Il n’en est pas encore là, mais s’y prépare. Pour l’heure, Octave est au repos. Octave réfléchit. Octave laisse à ses proches le soin de parler pour lui, à son épouse la présence et le paraître, à ses généraux l’action sur le terrain. Les jours passent, le peuple attend le jour de son réveil qui sera aussi le sien. Les chiens des Augures sont à l’arrêt, truffes ouvertes à tous les vents. La chasse devrait ouvrir incessamment.
Guerre ou culture, il faut choisir
Un chef de guerre s’émeut parce que son prince lui rogne son budget. Il a raison si à ce prix la victoire est compromise. Le prince aurait pu préférer rétrécir une autre dépense. Celle de la culture, par exemple, parmi celles qui s’offraient à son choix. Que diraient alors les doctes? Il faut bien soutenir aussi leur train. On ne peut à la fois les chérir et caresser les chefs des armes. Entre les armes et la loi, la loi commande, et le destin du prince est en jeu.
La sagesse des Anciens a montré que les plus forts guerriers se gardaient parfois de poursuivre le châtiment des vaincus dans la destruction des oeuvres de leurs arts, soit en abattant leurs temples, soit en livrant leurs livres au feu. Car mieux valait les entretenir dans les grâces de l’ esprit et, ainsi amollis, conserver sur eux leur empire. Combien stupides à ce compte auront été les destructeurs de Mossoul ou Palmyre!

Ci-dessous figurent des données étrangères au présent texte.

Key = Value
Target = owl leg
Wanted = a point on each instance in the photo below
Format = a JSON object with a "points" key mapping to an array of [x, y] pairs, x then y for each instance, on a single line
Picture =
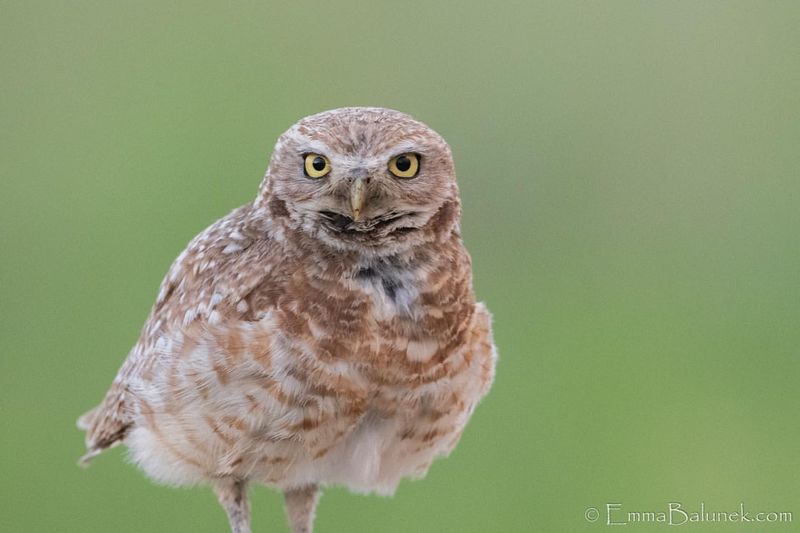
{"points": [[300, 506], [232, 495]]}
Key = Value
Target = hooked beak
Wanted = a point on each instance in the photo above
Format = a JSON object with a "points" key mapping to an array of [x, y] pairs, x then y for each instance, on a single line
{"points": [[357, 195]]}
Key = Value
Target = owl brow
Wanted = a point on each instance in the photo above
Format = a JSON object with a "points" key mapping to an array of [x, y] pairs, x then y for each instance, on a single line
{"points": [[313, 147]]}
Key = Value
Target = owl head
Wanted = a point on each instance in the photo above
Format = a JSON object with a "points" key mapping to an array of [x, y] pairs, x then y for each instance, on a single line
{"points": [[363, 179]]}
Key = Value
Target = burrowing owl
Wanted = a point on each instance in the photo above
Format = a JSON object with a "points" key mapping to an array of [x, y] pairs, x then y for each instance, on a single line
{"points": [[324, 334]]}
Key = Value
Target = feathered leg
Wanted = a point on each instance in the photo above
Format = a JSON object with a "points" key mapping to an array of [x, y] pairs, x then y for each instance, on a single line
{"points": [[300, 506], [232, 495]]}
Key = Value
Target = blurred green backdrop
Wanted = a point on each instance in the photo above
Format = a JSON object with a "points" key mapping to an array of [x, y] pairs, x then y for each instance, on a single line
{"points": [[631, 193]]}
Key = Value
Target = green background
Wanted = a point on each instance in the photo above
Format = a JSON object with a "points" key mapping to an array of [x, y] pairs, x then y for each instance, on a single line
{"points": [[631, 193]]}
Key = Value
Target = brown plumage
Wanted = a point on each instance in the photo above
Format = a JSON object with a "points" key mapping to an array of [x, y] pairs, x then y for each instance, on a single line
{"points": [[325, 333]]}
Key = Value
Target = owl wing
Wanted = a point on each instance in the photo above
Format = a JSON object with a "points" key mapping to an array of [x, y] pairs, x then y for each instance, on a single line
{"points": [[211, 281]]}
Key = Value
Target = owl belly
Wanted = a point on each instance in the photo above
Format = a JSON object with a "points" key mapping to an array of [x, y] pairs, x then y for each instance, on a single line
{"points": [[285, 424]]}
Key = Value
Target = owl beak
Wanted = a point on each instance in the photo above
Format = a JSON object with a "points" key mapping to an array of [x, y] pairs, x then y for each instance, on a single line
{"points": [[357, 195]]}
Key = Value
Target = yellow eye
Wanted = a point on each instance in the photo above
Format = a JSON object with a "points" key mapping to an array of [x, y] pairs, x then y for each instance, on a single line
{"points": [[404, 165], [316, 165]]}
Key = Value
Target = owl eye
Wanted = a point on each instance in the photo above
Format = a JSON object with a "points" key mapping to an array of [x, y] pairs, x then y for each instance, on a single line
{"points": [[316, 165], [404, 165]]}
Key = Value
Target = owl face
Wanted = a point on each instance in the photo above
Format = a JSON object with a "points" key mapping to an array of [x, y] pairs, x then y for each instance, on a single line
{"points": [[363, 178]]}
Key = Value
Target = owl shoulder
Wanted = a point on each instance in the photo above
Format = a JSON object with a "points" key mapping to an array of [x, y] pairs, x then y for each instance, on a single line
{"points": [[213, 278]]}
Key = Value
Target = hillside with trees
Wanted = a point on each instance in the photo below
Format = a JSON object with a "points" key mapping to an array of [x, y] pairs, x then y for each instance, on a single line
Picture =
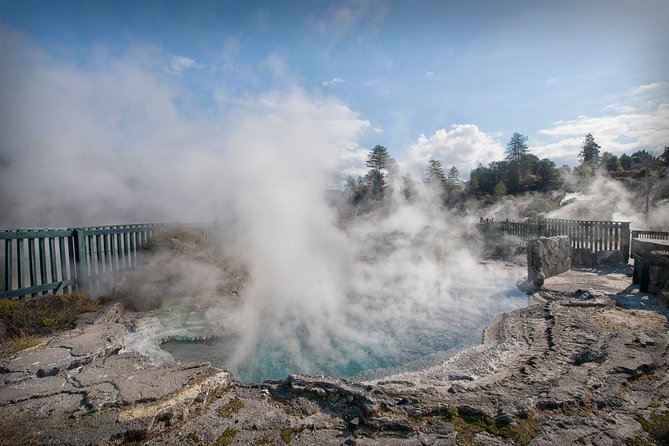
{"points": [[521, 173]]}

Stupides et non moins criminels car, à l’inverse, on ne vantera jamais assez le protecteur des arts, par quoi les civilisations progressent vers leur plus grande perfection, et la paix véritable est au bout du chemin. Gloire au prince dont le choix conduit à l’effort conjugué des guerriers et des doctes. Puissent ses peuples solidaires en saisir la nécessité.
Ce siècle a dix-sept ans
Ce siècle a dix-sept ans. A cet âge on est pubère, nubile, à suffisance de sève pour se projeter dans l’avenir.
Un siècle, c’est peut de chose désormais, au rythme où s’accélère l’être humain en ses prétendus progrès. A peine deux générations suffisent à épuiser l’élan qui l’emporte. Déjà « l’homme augmenté » s’offre à la relève, ce curieux rêve tentateur de lendemains qui feraient vivre autrement. Cependant qu’à l’arrière, la chasse s’organise: la chasse aux places premières, secondes ou tierces, dans les cercles pernicieux du pouvoir, dans les écoles de la pensée fugitive, dans les usines, dans les étables, dans les comptoirs, dans les terres délaissées où les terrils s’amoncellent, monstrueux dépotoirs de pollutions et déchets, et chacun voudra aussi s’en accaparer la domination.
Un maître s’est fait jour au-dessus de tous les autres. Il ambitionne de procurer le bonheur à tous, foi de sincère bienveillance et de pieuse révérence aux anciens. Et ce bonheur ne ressemblera à aucun de ceux qui se sont succédé depuis l’Eden. Il a brisé la foule des caciques écroulés sous la chape de leurs féodales incongruités. Il a rassemblé un peuple ébloui par sa férule et s’apprête à gouverner. Mais quoi? Si vite? Avec qui? Pour combien de temps? Mais il n’est Carnot, Augereau ou Sieyès ou Fouché, peuple de gauche; Portalis ou Tronchet, peuple de droite; Hoche ou Desaix, Lauriston ou Caulaincourt, vaillants soldats de droite ou de gauche, qui n’ait voulu accourir de tout bord à la splendeur promise. Que s’arrangent comme ils veulent les chouans aigris sous d’autres lois, les babouvistes fauteurs de troubles inassouvis! La parole est au maître qui s’offre à tous en sacrifice bienfaiteur.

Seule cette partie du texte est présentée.